As Americans of mixed heritage, we grew up hearing stories about how our Jewish grandparents faced similar prejudice in the early 20th century and how our Irish ancestors faced more of the same when they arrived in the mid-19th century. Chinese workers faced even harsher legal restrictions with the Chinese Exclusion Act and Japanese-Americans were interred through World War II. Countless others have been through similar treatment. And these are willing immigrants and their descendants; African and Indigenous Americans have suffered much worse.
Up into the 1930s, Republicans attacked the Democrats as “the party of rum, Romanism, and rebellion,” and a Democratic president’s heritage was questioned with sneers at “Franklin Rosenfeld.” Haven’t the American people learned? King is perpetuating an American tradition, but one that should have been sent the way of Jim Crow segregation, not to preserve as part of our “American way of life.”
King complains that Muslim community leaders are not cooperating with law enforcement. We have to wonder what sort of cooperation he is looking for. If an Imam says, “We have none of that here,” it is more likely a statement of fact than an evasion. Or in some cases those susceptible to violent acts keep it secret from their community. Last December when Mohamed Mohamud was drawn into what he believed to be an al-Qaeda cell he never told anyone at his mosque, knowing they would disapprove, as nearly all Muslims would.
As with the young Somali, the FBI has been far more successful in recruiting Muslim malcontents into sting operations than al-Qaeda has been in carrying out the real thing. Whether on an urban street corner or at a Tea Party rally, finding angry, alienated young men who can be talked into foolish acts is no great challenge. It was angry young men in earlier days who donned white hoods to protect “good, Protestant Americans” not just from the “menace” of racial integration, but the “dire influence” of Catholics and Jews. We have seen the same anger and alienation in films of racist hate rallies, whether in anti-Semitic rallies in Germany in the 1930s, in Alabama in the 1960s, or in Yorba Linda this February.

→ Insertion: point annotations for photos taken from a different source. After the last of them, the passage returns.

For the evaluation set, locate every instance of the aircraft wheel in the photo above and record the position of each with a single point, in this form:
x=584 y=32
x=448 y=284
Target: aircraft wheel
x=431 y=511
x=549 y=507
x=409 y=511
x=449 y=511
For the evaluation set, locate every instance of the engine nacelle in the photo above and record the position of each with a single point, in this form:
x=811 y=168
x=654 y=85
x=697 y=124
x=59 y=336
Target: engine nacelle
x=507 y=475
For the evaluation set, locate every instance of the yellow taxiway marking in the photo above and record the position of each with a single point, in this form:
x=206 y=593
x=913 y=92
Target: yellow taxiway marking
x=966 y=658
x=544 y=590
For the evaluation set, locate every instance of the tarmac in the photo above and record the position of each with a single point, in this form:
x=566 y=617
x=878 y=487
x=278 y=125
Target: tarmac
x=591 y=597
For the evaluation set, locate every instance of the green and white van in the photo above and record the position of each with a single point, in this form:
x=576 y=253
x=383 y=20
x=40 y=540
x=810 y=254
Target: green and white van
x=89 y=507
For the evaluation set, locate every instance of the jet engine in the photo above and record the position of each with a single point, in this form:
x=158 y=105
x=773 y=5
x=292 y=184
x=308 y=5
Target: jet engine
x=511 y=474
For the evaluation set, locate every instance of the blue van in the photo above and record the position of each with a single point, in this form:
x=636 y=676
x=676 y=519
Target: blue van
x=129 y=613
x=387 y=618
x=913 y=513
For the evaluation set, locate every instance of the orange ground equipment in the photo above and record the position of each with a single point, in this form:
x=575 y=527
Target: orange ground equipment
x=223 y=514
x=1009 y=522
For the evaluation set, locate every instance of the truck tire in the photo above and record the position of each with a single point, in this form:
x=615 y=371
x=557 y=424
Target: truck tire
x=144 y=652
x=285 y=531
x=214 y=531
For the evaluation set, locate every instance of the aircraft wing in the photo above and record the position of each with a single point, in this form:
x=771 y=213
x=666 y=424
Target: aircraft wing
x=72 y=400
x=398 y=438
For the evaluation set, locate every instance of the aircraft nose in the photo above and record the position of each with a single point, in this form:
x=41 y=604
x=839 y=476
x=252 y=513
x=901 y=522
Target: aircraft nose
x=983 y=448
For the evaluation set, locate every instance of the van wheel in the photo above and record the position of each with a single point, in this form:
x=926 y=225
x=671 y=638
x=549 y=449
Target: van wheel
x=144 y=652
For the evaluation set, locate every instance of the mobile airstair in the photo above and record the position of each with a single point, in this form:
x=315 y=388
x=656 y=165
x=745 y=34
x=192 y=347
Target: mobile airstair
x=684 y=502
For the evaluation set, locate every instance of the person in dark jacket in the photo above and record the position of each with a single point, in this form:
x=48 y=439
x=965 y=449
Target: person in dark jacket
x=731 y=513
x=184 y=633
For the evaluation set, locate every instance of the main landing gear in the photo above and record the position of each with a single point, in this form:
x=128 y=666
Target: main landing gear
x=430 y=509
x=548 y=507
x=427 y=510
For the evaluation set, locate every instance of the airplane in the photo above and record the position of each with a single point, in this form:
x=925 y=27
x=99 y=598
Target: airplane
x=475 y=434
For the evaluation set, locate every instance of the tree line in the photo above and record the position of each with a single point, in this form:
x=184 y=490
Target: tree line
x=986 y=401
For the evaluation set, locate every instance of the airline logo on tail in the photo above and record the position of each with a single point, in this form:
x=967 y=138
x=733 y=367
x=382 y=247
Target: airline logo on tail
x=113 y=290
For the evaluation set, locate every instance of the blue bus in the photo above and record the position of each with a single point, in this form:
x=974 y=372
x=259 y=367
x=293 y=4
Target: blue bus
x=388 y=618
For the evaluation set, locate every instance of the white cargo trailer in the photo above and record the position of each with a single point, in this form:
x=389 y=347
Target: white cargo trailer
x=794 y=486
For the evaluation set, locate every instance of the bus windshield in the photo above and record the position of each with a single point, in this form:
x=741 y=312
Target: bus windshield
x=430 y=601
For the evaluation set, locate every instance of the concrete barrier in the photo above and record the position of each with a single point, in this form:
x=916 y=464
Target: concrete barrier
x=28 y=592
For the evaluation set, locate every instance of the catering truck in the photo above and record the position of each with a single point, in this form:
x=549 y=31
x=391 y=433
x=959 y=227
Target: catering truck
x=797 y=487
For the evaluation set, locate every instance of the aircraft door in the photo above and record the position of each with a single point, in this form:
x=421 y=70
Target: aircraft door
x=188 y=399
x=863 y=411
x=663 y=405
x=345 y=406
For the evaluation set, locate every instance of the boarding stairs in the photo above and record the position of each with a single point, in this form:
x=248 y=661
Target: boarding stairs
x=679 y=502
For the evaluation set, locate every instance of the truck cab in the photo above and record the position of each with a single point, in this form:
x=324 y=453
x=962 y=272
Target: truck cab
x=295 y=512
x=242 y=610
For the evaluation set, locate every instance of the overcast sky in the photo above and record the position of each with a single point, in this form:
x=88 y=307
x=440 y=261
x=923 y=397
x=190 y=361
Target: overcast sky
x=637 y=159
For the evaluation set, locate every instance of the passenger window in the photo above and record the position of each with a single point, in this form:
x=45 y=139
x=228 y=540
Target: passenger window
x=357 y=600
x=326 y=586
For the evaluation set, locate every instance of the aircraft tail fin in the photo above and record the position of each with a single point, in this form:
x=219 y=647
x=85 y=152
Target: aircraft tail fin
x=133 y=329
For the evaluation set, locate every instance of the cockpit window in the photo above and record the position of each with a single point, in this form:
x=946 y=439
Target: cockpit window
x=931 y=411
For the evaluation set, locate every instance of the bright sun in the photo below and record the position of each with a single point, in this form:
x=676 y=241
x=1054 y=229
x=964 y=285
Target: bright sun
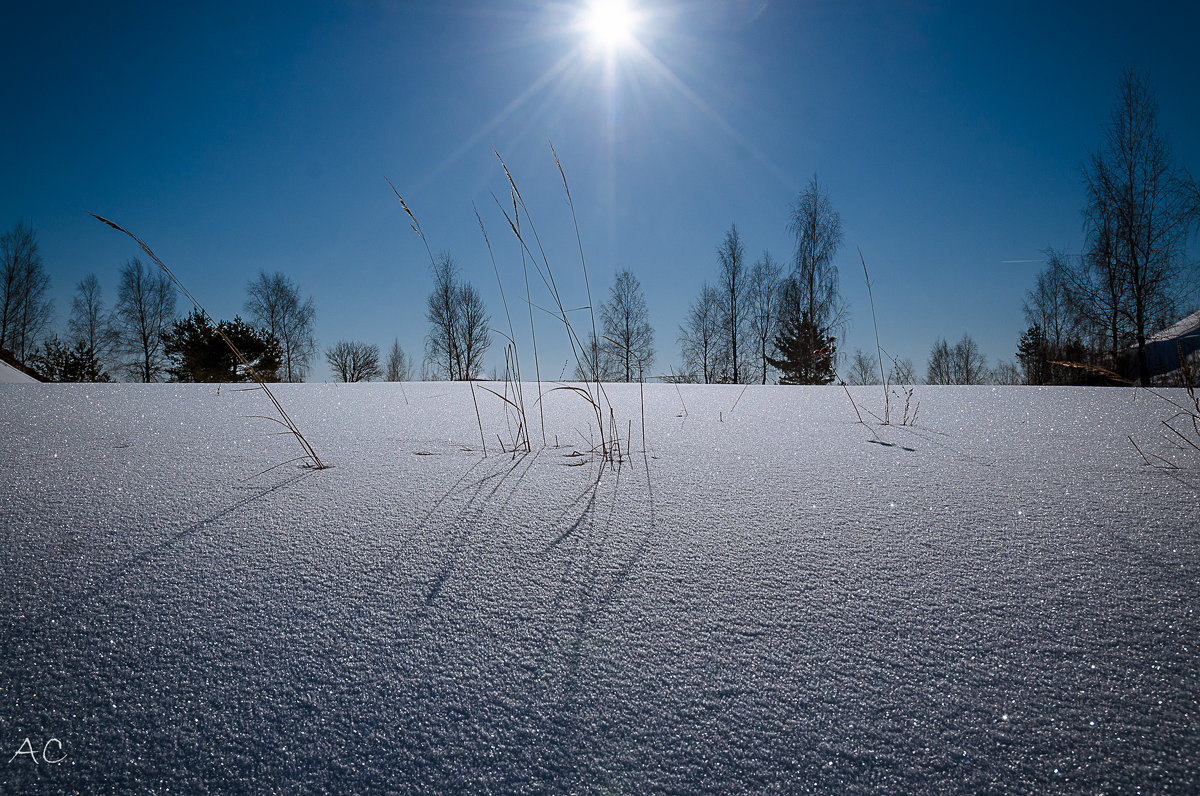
x=610 y=24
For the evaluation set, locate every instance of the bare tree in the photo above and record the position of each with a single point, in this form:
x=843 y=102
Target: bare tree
x=1145 y=204
x=353 y=360
x=700 y=334
x=400 y=367
x=969 y=364
x=24 y=310
x=90 y=325
x=763 y=298
x=274 y=301
x=459 y=324
x=597 y=361
x=627 y=327
x=474 y=335
x=735 y=309
x=1007 y=373
x=816 y=227
x=145 y=305
x=941 y=364
x=903 y=371
x=1050 y=305
x=863 y=369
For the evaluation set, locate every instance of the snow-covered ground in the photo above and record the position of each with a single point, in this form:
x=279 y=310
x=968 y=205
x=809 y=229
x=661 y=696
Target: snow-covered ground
x=775 y=598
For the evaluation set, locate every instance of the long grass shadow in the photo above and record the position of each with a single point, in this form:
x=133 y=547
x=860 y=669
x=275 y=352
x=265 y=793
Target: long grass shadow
x=165 y=545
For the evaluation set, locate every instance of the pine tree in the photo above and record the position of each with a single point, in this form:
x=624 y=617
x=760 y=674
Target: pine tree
x=197 y=352
x=1031 y=351
x=805 y=352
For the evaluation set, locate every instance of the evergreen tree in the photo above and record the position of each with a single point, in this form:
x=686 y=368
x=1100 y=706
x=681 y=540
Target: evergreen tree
x=57 y=361
x=1031 y=351
x=198 y=353
x=805 y=351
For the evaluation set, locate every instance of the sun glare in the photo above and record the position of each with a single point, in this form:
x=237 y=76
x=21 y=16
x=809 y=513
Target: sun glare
x=610 y=24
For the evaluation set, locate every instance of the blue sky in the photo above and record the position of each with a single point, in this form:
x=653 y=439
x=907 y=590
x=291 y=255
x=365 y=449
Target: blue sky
x=257 y=136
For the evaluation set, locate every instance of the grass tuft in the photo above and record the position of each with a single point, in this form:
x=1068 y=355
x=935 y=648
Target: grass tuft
x=309 y=455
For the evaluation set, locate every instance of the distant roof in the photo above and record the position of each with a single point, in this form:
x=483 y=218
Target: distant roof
x=1185 y=328
x=11 y=369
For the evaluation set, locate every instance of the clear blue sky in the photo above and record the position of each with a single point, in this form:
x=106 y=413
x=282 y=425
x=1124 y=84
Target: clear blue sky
x=237 y=137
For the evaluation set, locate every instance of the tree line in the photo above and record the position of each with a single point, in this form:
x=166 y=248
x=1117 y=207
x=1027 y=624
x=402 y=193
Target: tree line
x=1095 y=311
x=1090 y=315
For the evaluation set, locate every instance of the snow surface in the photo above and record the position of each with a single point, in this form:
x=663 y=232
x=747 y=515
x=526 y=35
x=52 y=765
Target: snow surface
x=774 y=599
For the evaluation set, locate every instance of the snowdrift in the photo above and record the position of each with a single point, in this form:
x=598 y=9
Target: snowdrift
x=771 y=598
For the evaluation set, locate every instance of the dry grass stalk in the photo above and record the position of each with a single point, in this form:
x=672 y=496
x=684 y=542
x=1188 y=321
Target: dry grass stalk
x=879 y=348
x=309 y=455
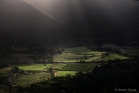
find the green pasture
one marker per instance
(34, 66)
(112, 56)
(59, 66)
(78, 67)
(64, 73)
(79, 53)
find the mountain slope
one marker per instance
(23, 24)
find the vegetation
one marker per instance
(107, 78)
(82, 54)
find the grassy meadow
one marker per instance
(83, 54)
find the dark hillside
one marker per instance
(24, 24)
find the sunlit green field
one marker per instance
(78, 54)
(111, 57)
(64, 73)
(78, 67)
(60, 66)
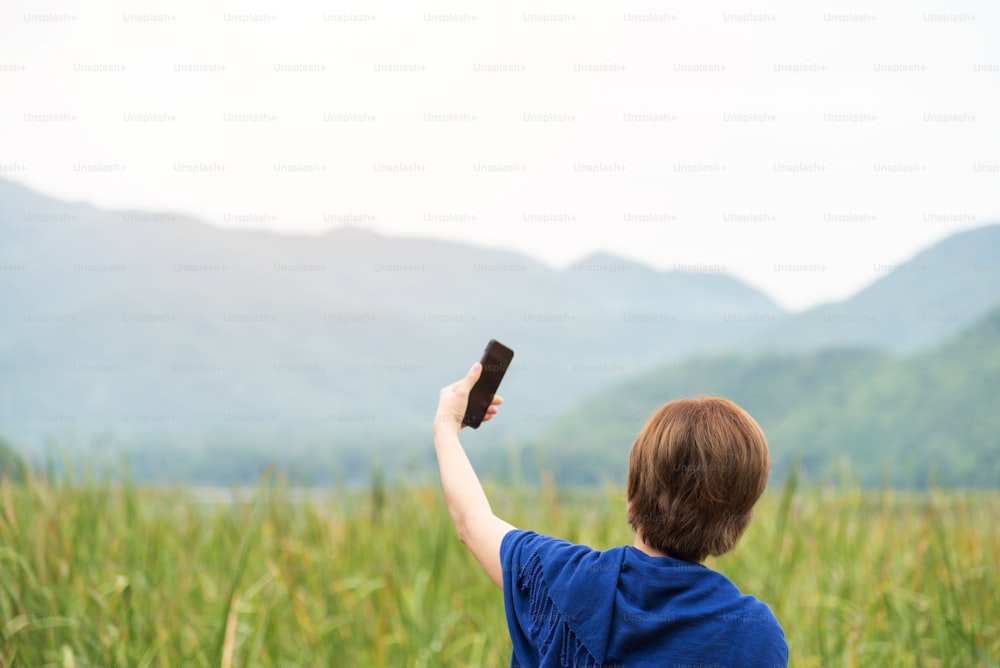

What kind of “cooperation” does King want? In reporting instances of planned violence, Muslims have been not just cooperative, but proactive. The Nigerian would-be airplane bomber was reported by his own father. The attempted Times Square bomber was first identified by a Muslim street vendor. Would that Ted Kaczinsky and Timothy McVeigh had lived in such alert communities!
King’s hearings are a signal to Muslims that we are not accepted as a part of American society. This can only promote more alienation and anger. He is not only exploiting Islamophobia to build a political base of fear and prejudice; his message of divisive suspicion also will undermine Muslim efforts to integrate into our society, to enrich America as our Catholic and Jewish ancestors did, not by abandoning their religion, but by bringing it into the American mainstream.
We are American Muslims dedicated to democracy and pluralism; we support women’s equality and GLBT rights. We recognize that there are religious extremists in our religion as there are in others and we struggle with prejudices within our community and without. We see bridges between peoples and inclusion leading to integration and mutual cultural enrichment as evidenced by our own mixed backgrounds.
We are American Muslims of mixed Irish and Jewish backgrounds, and have great faith in the strength of cultural diversity. But just when we would like to think that racial and religious prejudices have been left in the past, we see frightening new repetitions of old patterns. We ask Peter King and his constituents to recognize the language of hatred and fear, to remember how our families endured humiliation and abuse, and to offer Muslim Americans, native and immigrant, the friendship that our Irish and Jewish ancestors and so many other new Americans should have enjoyed.